Although this fungus has been identified from a plethora of locations globally and different growing environments, little is understood about their ecological roles. An association study on the mycorrhizal status of this fungus has been inconclusive. Targeted isolation studies are required to determine the ecological role of O. cereale.

== Human disease ==
There has only been one published case of infection caused by O. cereale. In 1969, a female clerk at the Skin Department of the Helsinki University Central Hospital reported itchiness on her neck.

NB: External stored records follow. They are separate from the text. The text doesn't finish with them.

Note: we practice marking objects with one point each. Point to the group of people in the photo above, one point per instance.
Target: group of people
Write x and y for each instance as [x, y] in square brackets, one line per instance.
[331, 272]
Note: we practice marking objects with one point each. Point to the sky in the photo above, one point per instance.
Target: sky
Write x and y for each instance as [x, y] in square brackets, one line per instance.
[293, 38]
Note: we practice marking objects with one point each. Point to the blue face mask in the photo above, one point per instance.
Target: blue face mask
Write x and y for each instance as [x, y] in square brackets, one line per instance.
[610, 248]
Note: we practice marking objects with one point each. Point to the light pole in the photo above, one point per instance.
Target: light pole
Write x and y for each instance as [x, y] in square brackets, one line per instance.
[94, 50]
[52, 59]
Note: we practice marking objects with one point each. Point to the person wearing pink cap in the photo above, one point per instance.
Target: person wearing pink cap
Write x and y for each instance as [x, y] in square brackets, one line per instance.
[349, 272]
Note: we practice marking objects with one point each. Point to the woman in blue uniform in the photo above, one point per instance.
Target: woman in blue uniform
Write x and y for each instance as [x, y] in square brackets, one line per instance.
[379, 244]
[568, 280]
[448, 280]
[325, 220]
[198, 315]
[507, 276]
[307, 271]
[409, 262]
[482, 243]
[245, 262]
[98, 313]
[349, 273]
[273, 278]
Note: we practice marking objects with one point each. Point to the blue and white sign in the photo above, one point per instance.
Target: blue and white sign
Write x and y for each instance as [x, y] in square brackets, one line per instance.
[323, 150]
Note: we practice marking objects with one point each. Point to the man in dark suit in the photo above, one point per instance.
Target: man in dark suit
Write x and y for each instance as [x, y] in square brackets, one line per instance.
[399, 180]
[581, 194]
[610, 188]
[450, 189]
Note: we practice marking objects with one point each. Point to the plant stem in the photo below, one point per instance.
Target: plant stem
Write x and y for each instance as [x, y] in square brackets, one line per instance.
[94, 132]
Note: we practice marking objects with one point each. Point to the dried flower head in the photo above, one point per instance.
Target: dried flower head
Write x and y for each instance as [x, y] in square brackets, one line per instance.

Near the nape of the neck, there was an archetypal presentation of neurodermitis nuchae, or more commonly known as atopic dermatitis. A sample was cultured from her neck and on all three occasions, O. cereale was present. After further investigation, this fungus was found in the mycoflora of old Finnish wooden saunas, where the patient had previously visited.